2013-09-30

Looks like we’re heading for a real, honest-to-goodness government shutdown tomorrow due to a childish Congressional food fight over budgets and health care. Already this year, thousands of government employees faced furloughs due to sequestration, and now they’re looking at an indefinite unpaid leave. It’ll last until Congress can play nice and make a deal on the budget and health care, and who knows when that will be.



Still reeling from a much more constrained sequester-related round of furloughs, federal employees now brace for The Big One. Photo: Office of Sen. Bernie Sanders

But when the government shuts down, not the whole government shuts down. “Essential” personnel will report to work, including those whose jobs are tied to safety functions, like air traffic controllers. And so will employees whose paychecks come from mandatory, not discretionary, spending — like those whose positions are funded from the Highway Trust Fund.

That has every last employee at the Federal Highway Administration breathing a sigh of relief. According to a U.S. DOT document [PDF] outlining furlough procedures in case of a shutdown (issued Friday, by which time they must have been pretty certain such a document would be needed), all 2,914 FHWA employees will report to work tomorrow, since those positions are all funded with contract authority. “All operations continue as normal.”

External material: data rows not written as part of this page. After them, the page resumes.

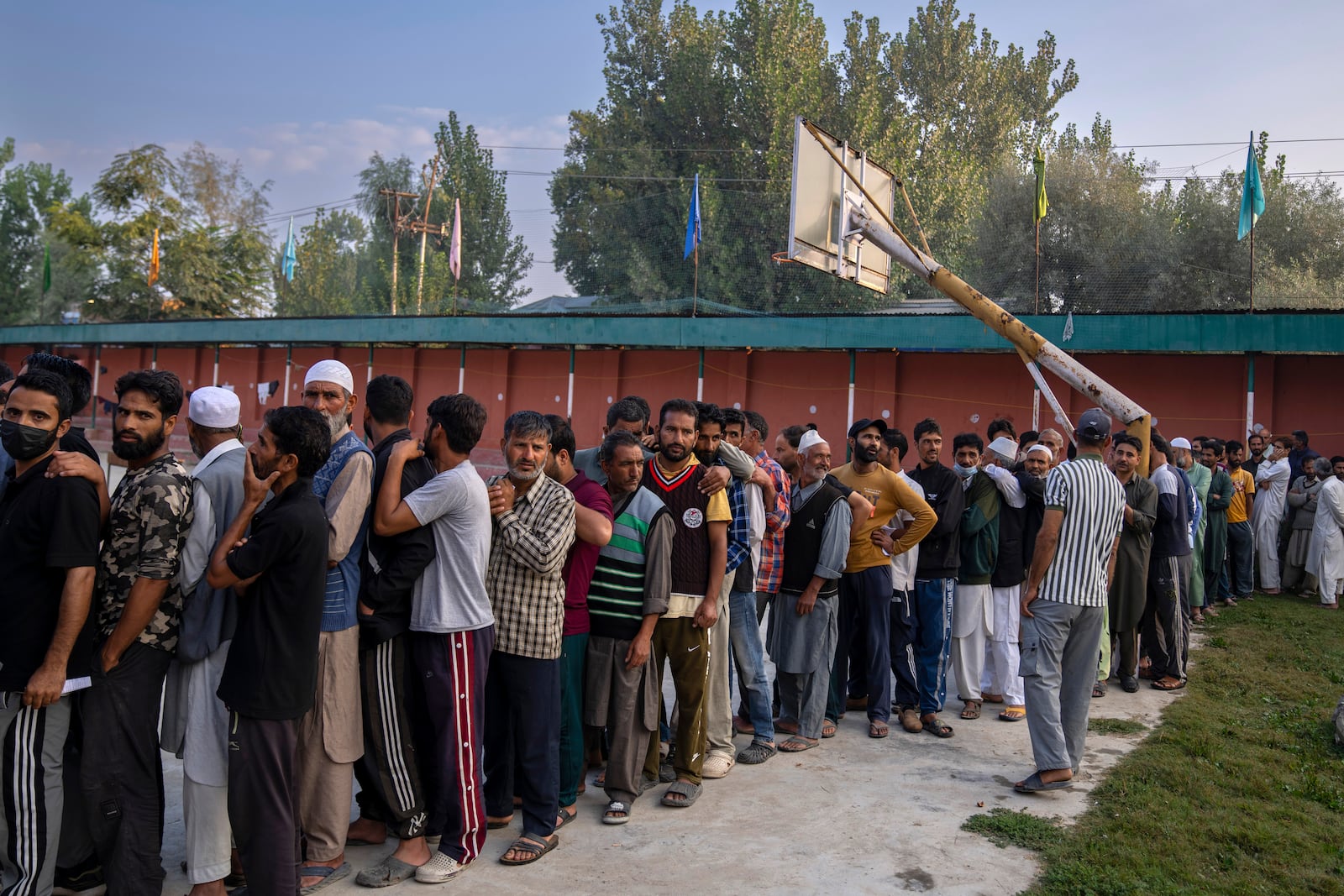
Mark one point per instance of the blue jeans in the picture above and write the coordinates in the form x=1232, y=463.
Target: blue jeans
x=933, y=641
x=749, y=656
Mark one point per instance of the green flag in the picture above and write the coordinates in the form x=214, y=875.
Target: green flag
x=1042, y=202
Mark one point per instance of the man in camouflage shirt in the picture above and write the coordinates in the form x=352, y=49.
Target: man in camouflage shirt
x=138, y=616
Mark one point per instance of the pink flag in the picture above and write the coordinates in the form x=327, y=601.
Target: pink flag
x=454, y=257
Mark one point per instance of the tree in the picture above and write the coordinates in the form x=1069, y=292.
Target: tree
x=214, y=253
x=39, y=214
x=717, y=96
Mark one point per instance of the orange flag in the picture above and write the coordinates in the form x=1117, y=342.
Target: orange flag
x=154, y=261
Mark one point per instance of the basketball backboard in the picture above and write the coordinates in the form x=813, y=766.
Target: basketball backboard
x=817, y=215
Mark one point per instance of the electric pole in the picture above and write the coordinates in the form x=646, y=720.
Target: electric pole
x=396, y=230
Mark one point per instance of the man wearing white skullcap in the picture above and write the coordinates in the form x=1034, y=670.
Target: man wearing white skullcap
x=803, y=638
x=195, y=723
x=331, y=736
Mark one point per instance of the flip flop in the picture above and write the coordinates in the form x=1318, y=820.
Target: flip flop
x=389, y=872
x=534, y=849
x=616, y=805
x=1035, y=785
x=937, y=728
x=327, y=873
x=683, y=789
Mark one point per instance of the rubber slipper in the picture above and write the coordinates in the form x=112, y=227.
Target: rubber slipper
x=616, y=805
x=683, y=789
x=1035, y=785
x=937, y=728
x=386, y=873
x=327, y=873
x=533, y=848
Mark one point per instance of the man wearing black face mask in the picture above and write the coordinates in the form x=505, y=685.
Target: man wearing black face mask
x=49, y=539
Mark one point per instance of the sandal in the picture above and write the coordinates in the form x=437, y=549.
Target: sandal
x=756, y=752
x=534, y=849
x=685, y=789
x=617, y=813
x=936, y=727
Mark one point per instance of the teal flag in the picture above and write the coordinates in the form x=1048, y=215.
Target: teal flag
x=1253, y=196
x=291, y=258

Same with the Federal Motor Carrier Safety Administration. All 1,102 employees will go to work and collect a paycheck as usual.

Well, bully for FHWA and FMCSA. The pain will be felt on the fourth floor of U.S. DOT — and at transit agencies around the country — when 91 percent of Federal Transit Administration workers go on furlough. The 21 workers assigned to Hurricane Sandy response work are excepted, as are the three working in the Lower Manhattan Recovery Office, which has been helping to rebuild the transit system there since 9/11. Four other unspecified employees have been deemed essential. The rest of the 501 agency workers are out of luck.

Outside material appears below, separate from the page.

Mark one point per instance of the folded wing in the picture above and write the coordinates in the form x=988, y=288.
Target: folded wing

No New Starts transit grants will be issued, no cooperative agreements will be signed, no contracts will be honored. Transit agencies won’t be reimbursed for operations and construction projects. “October is typically a month where grantees request substantial reimbursements,” DOT notes. “In October of FY 2013 payments averaged about $200 million per week.”

This affects about 1,300 grantees around the country. Transit projects under development will stall. Safety oversight, a task newly given to FTA under the MAP-21 bill, will be curtailed. Research and technical assistance will grind to a halt.

It’s not for lack of money to pay these grants, DOT notes. It’s for lack of money to pay the people who sign the grant checks.

Sec. Anthony Foxx will stick around, of course, but he’ll be pretty lonely, with three-quarters of his staff out on unpaid leave. (That doesn’t include 229 workers who get paid by the Volpe Center in Cambridge, Massachusetts, whose Working Capital Fund pays for various pieces of U.S. DOT as part of its mission to “advance technical, operational, institutional and managerial innovations to improve the nation’s transportation system.”) Polly Trottenberg, the Under Secretary for Transportation Policy, also gets to keep half her staff. Half the Office of Intelligence, Security, and Emergency Response will stay on duty. Everyone else: See ya when Congress comes to its senses.

Over at the Federal Railroad Administration, more than half of employees will be out enjoying the fall weather. Safety staff will stay on the job. But even having “safety” in the name of your agency doesn’t save you — 56 percent of the National Highway Traffic Safety Administration will go home today not knowing when they’ll be coming back to work.

Meanwhile, only five people out of 399 at the Office of the Inspector General will come to work during the shutdown. At the Surface Transportation Board, 140 positions are subject to furlough — everybody but the three presidential appointees.

You wouldn’t think the work of the Research and Innovative Technology Administration, which includes the Bureau of Transportation Statistics, would be one of the few agencies still reporting to work when only “essential” workers are on duty. But 609 out of 702 positions there are funded by two fee-for-service organizations: the Transportation Safety Institute out of Oklahoma City and the afore-mentioned Volpe Center. “Both of these organizations have adequate resources to fund staff for a limited period,” DOT reports.

The DC Metro has noted that it’s not a federal agency (though the feds cover a big chunk of Metro’s capital costs and $150 million a year for operations) and will not close in the event of a shutdown. However, more than 15 percent of the city’s workers are federal employees, and if a lot of them are taking some involuntary time off, that could mean a ridership crash. Metro has already alerted riders that they might reduce peak capacity if that happens.

U.S. DOT’s furlough plan document is eerily similar to a document prepared in 2011, when a shutdown appeared imminent. A last-minute deal averted the shutdown that time. Will we — and 18,481 U.S. DOT employees — be so lucky now?

h/t to Larry Ehl at Transportation Issues Daily for publicizing the document.